Friday, 25 September 2015

Actually, What the Pope Thinks Matters

The Papal Encyclical Laudato Si of this past summer, and the address to Congress by Pope Francis yesterday (the first Pope to ever address a joint meeting of the U.S. Congress), prominently featured calls for action on immigration reform (calling himself a "son of immigrants"), poverty, and also climate change. Climate change is often talked about as problem to be solved by policy and economics, but a growing number of people have raised it as a moral imperative. Niskanen Center's Jerry Taylor wrote cogently about it yesterday. I think the world of Jerry, and am privileged to call him my friend, but when it comes to moral authority, the Pope has a higher perch.

The question has remained, however, whether the Pope will move people. On the Niskanen Center blog, David Bailey has argued persuasively that he will not. I disagree. I agree that the Pope inveighs quite heavily against what we have to believe is capitalism, and loses some of his moral authority in doing so. Note that at this point in history, with lingering public anger over the role of the finance industry over the Financial Crisis, wagging a finger at exuberant capitalists seems more credible than it has been in decades (see Republican Senator David Vitter's opposition to the deregulation of derivatives in the last spending bill). I do agree that with a few exceptions in Congress – John Boehner, who wept during his address, one of them – it does indeed seem as if the Pope will fail to move the needle, at least directly and immediately. Former Senator and Presidential candidate Rick Santorum remarked on the Papal Encyclical, "The Church has gotten it wrong a few times on science, and I think we're probably better off leaving science to the scientists…" We might elide the fact that Santorum has waded into climate science himself as a lawyer ("the idea that man, through the production of CO2 … is somehow responsible for climate change is, I think, just patently absurd."), lacking the training that Pope Francis had as a chemist, but the point is that politicians seem to believe they have their own moral authority.

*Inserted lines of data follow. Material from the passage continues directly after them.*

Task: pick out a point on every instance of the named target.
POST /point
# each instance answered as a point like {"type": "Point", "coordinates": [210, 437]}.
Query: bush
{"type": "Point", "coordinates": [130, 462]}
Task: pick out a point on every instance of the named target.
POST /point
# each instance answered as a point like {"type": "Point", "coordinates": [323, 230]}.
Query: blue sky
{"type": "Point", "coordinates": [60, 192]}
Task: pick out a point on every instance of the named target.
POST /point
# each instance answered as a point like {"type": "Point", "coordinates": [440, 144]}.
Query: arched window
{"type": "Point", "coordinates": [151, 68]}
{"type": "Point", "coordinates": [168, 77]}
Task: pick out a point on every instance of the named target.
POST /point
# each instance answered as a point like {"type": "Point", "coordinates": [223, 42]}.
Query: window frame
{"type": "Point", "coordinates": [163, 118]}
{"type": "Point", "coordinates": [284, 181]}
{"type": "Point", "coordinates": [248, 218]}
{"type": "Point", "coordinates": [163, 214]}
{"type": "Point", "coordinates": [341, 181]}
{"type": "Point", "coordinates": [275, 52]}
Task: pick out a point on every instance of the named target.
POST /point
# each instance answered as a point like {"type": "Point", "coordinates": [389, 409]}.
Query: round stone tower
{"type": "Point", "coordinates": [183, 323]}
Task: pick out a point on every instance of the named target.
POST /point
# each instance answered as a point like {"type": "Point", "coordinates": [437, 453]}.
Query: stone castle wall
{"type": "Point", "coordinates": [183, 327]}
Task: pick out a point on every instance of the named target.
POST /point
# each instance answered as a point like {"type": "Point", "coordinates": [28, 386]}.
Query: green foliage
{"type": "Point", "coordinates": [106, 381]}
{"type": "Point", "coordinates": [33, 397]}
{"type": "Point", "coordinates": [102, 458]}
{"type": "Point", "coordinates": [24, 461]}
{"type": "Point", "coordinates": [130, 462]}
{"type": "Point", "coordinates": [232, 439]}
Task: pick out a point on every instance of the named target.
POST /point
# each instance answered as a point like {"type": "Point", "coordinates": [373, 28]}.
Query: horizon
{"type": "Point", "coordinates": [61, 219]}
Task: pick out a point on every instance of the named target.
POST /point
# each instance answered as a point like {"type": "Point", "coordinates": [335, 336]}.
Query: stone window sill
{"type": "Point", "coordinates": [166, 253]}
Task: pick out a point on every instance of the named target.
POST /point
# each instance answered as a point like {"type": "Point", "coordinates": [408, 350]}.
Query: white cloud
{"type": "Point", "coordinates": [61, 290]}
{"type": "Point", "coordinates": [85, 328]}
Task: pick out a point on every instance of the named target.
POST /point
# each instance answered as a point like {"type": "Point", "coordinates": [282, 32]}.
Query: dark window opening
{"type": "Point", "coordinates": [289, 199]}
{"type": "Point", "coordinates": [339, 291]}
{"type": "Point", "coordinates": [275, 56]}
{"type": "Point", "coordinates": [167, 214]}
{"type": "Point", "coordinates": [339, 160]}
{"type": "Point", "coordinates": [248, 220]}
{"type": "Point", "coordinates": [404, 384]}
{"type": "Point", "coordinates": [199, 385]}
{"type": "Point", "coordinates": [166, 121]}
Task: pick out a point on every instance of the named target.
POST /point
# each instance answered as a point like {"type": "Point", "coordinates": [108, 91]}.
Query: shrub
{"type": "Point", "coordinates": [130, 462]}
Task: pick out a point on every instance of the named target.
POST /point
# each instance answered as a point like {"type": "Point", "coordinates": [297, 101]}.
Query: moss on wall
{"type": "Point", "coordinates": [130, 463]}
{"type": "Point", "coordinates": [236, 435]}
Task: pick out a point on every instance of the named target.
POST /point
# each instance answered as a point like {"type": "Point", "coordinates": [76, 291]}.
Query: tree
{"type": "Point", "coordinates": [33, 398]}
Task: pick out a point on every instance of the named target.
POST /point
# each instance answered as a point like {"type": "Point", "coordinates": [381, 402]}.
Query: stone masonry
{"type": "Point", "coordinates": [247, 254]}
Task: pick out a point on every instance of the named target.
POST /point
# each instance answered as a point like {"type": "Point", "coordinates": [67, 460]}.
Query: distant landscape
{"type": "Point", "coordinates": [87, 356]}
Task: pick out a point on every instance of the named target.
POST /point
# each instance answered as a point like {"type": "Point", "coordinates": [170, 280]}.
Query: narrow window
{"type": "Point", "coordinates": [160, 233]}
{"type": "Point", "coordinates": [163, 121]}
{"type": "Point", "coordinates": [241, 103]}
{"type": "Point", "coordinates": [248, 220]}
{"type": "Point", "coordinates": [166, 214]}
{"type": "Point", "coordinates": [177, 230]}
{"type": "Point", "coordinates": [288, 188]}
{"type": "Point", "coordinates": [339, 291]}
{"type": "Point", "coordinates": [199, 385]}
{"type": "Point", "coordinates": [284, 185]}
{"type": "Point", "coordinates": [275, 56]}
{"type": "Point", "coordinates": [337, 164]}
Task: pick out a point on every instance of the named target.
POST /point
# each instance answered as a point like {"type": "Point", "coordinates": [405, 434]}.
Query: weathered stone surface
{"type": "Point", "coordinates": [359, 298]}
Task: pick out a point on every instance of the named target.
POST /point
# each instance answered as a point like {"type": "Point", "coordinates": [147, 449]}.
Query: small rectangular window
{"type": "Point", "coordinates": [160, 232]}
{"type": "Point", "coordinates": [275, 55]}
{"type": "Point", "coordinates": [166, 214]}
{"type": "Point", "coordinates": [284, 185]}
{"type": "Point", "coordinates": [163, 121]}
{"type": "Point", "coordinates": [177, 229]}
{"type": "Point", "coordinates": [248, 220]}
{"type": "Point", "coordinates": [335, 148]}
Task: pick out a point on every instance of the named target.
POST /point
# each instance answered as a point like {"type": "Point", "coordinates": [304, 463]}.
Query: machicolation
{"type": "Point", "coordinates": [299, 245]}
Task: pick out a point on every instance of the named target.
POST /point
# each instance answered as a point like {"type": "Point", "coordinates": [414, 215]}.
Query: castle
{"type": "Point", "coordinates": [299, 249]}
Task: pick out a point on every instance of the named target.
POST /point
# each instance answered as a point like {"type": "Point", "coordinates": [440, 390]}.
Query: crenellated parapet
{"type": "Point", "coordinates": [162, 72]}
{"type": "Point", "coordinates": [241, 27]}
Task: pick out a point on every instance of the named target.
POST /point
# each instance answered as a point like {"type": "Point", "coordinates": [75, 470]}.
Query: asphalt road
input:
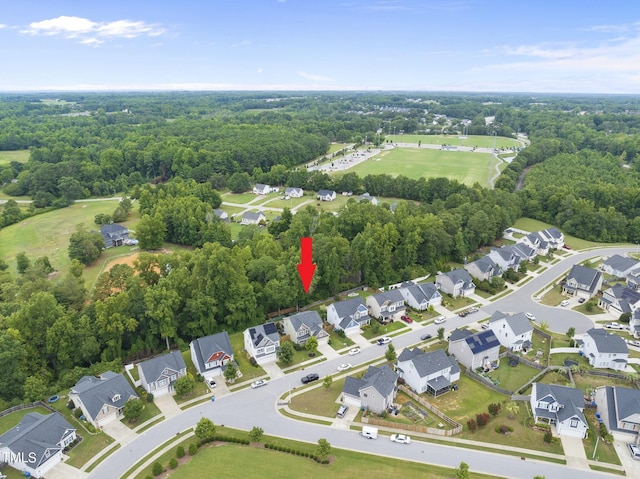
{"type": "Point", "coordinates": [257, 407]}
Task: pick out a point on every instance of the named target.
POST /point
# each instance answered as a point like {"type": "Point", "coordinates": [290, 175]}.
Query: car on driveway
{"type": "Point", "coordinates": [400, 439]}
{"type": "Point", "coordinates": [310, 378]}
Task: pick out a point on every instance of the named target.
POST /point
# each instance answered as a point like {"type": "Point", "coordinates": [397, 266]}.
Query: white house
{"type": "Point", "coordinates": [211, 354]}
{"type": "Point", "coordinates": [421, 296]}
{"type": "Point", "coordinates": [433, 372]}
{"type": "Point", "coordinates": [158, 374]}
{"type": "Point", "coordinates": [262, 342]}
{"type": "Point", "coordinates": [604, 349]}
{"type": "Point", "coordinates": [475, 350]}
{"type": "Point", "coordinates": [514, 332]}
{"type": "Point", "coordinates": [386, 306]}
{"type": "Point", "coordinates": [348, 315]}
{"type": "Point", "coordinates": [37, 443]}
{"type": "Point", "coordinates": [561, 406]}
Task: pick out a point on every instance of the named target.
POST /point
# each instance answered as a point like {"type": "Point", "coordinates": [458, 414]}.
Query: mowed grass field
{"type": "Point", "coordinates": [464, 166]}
{"type": "Point", "coordinates": [479, 141]}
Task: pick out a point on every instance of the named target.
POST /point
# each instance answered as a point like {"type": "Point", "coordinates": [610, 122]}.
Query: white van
{"type": "Point", "coordinates": [369, 432]}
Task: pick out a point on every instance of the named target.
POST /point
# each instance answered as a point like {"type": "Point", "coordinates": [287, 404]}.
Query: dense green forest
{"type": "Point", "coordinates": [172, 153]}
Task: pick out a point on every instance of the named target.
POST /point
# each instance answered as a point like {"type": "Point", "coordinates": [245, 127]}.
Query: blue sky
{"type": "Point", "coordinates": [575, 46]}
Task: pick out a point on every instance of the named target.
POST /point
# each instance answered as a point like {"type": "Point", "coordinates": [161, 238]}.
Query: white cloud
{"type": "Point", "coordinates": [92, 33]}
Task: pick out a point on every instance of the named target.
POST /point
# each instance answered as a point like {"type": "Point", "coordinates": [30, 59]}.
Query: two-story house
{"type": "Point", "coordinates": [262, 342]}
{"type": "Point", "coordinates": [421, 296]}
{"type": "Point", "coordinates": [158, 374]}
{"type": "Point", "coordinates": [375, 391]}
{"type": "Point", "coordinates": [619, 408]}
{"type": "Point", "coordinates": [513, 331]}
{"type": "Point", "coordinates": [348, 315]}
{"type": "Point", "coordinates": [560, 406]}
{"type": "Point", "coordinates": [102, 398]}
{"type": "Point", "coordinates": [475, 350]}
{"type": "Point", "coordinates": [211, 354]}
{"type": "Point", "coordinates": [433, 372]}
{"type": "Point", "coordinates": [302, 326]}
{"type": "Point", "coordinates": [386, 306]}
{"type": "Point", "coordinates": [582, 282]}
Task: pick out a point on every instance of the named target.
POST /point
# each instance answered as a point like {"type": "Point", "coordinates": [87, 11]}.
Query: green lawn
{"type": "Point", "coordinates": [464, 166]}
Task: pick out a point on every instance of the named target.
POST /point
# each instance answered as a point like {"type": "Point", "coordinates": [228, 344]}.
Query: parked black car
{"type": "Point", "coordinates": [309, 378]}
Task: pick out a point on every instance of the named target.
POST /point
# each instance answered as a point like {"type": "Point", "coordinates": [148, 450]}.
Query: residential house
{"type": "Point", "coordinates": [349, 315]}
{"type": "Point", "coordinates": [211, 354]}
{"type": "Point", "coordinates": [433, 372]}
{"type": "Point", "coordinates": [456, 283]}
{"type": "Point", "coordinates": [251, 218]}
{"type": "Point", "coordinates": [604, 350]}
{"type": "Point", "coordinates": [326, 195]}
{"type": "Point", "coordinates": [386, 306]}
{"type": "Point", "coordinates": [158, 374]}
{"type": "Point", "coordinates": [375, 391]}
{"type": "Point", "coordinates": [222, 215]}
{"type": "Point", "coordinates": [619, 266]}
{"type": "Point", "coordinates": [37, 443]}
{"type": "Point", "coordinates": [619, 299]}
{"type": "Point", "coordinates": [483, 269]}
{"type": "Point", "coordinates": [513, 331]}
{"type": "Point", "coordinates": [368, 198]}
{"type": "Point", "coordinates": [619, 408]}
{"type": "Point", "coordinates": [475, 350]}
{"type": "Point", "coordinates": [582, 282]}
{"type": "Point", "coordinates": [302, 326]}
{"type": "Point", "coordinates": [561, 406]}
{"type": "Point", "coordinates": [421, 296]}
{"type": "Point", "coordinates": [114, 235]}
{"type": "Point", "coordinates": [262, 342]}
{"type": "Point", "coordinates": [102, 398]}
{"type": "Point", "coordinates": [294, 192]}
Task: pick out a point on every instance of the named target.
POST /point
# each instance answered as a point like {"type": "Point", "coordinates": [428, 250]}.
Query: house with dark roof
{"type": "Point", "coordinates": [559, 406]}
{"type": "Point", "coordinates": [375, 391]}
{"type": "Point", "coordinates": [483, 269]}
{"type": "Point", "coordinates": [513, 331]}
{"type": "Point", "coordinates": [604, 350]}
{"type": "Point", "coordinates": [457, 283]}
{"type": "Point", "coordinates": [349, 315]}
{"type": "Point", "coordinates": [421, 296]}
{"type": "Point", "coordinates": [302, 326]}
{"type": "Point", "coordinates": [102, 398]}
{"type": "Point", "coordinates": [433, 372]}
{"type": "Point", "coordinates": [158, 374]}
{"type": "Point", "coordinates": [475, 350]}
{"type": "Point", "coordinates": [582, 282]}
{"type": "Point", "coordinates": [619, 266]}
{"type": "Point", "coordinates": [36, 444]}
{"type": "Point", "coordinates": [619, 408]}
{"type": "Point", "coordinates": [386, 306]}
{"type": "Point", "coordinates": [262, 342]}
{"type": "Point", "coordinates": [211, 354]}
{"type": "Point", "coordinates": [326, 195]}
{"type": "Point", "coordinates": [619, 299]}
{"type": "Point", "coordinates": [114, 235]}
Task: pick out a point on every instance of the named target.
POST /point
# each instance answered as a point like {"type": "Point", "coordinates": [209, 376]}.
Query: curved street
{"type": "Point", "coordinates": [257, 407]}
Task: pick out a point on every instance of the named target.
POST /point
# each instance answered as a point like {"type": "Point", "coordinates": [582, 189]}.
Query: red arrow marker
{"type": "Point", "coordinates": [306, 268]}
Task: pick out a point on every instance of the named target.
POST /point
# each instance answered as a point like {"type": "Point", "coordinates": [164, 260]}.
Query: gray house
{"type": "Point", "coordinates": [158, 374]}
{"type": "Point", "coordinates": [211, 354]}
{"type": "Point", "coordinates": [375, 391]}
{"type": "Point", "coordinates": [36, 444]}
{"type": "Point", "coordinates": [102, 398]}
{"type": "Point", "coordinates": [456, 283]}
{"type": "Point", "coordinates": [114, 235]}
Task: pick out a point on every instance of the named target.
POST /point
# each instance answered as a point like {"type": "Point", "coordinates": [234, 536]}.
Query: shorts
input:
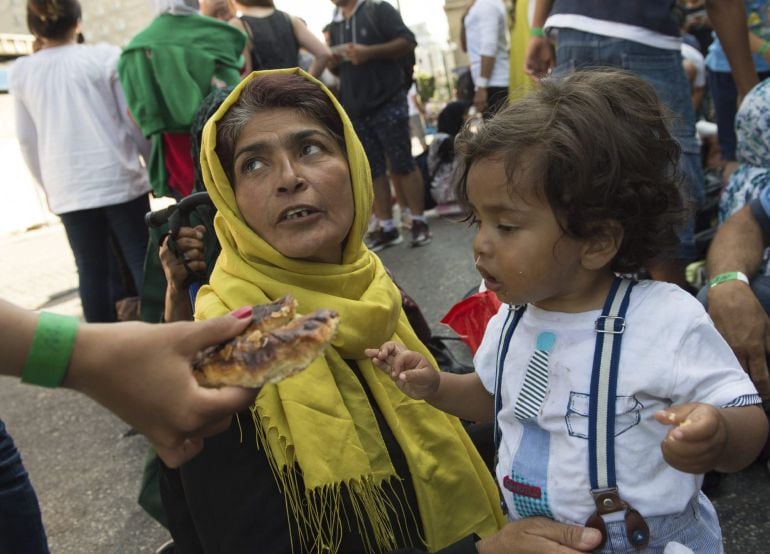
{"type": "Point", "coordinates": [662, 69]}
{"type": "Point", "coordinates": [385, 134]}
{"type": "Point", "coordinates": [696, 528]}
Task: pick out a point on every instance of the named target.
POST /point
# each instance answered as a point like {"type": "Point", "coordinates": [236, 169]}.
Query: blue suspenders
{"type": "Point", "coordinates": [601, 419]}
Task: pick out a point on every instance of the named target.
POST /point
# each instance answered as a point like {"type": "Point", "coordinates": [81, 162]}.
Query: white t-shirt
{"type": "Point", "coordinates": [671, 354]}
{"type": "Point", "coordinates": [486, 34]}
{"type": "Point", "coordinates": [74, 130]}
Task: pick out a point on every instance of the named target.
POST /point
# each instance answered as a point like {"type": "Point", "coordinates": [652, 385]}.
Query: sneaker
{"type": "Point", "coordinates": [420, 233]}
{"type": "Point", "coordinates": [381, 239]}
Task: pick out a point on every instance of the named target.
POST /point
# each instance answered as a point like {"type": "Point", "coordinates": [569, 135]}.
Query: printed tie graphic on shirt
{"type": "Point", "coordinates": [528, 479]}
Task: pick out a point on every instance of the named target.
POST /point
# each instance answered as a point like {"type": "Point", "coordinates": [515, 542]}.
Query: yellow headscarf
{"type": "Point", "coordinates": [320, 422]}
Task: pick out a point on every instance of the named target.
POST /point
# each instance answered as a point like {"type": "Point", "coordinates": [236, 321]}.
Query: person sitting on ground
{"type": "Point", "coordinates": [275, 38]}
{"type": "Point", "coordinates": [739, 293]}
{"type": "Point", "coordinates": [570, 187]}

But in the longer term, the Pope's calls will have a political effect. Politicians' beliefs are ultimately derived from, in addition to the beliefs of the Koch Brothers, the beliefs of their constituents. I believe that for the 1.2 billion Catholic voters in the world, the Pope's call for action on climate change will have substantial weight. Humans are evolved to take all kinds of action and belief cues from prestigious, high-ranking people within their most important social groups, and the Catholic Church remains an extremely important source of identification for many of the 1.2 billion. Climate change is an economic issue, a policy issue, but it also is a compelling moral issue. Harm imposed on others is both an externality and a moral wrong. Ultimately, the divergence between the Pope and the economists of the world rolling their eyes at his moral call may just be a matter of degree. No credible economist believes that the appropriate price of greenhouse gas emissions is zero. That is inefficient and immoral.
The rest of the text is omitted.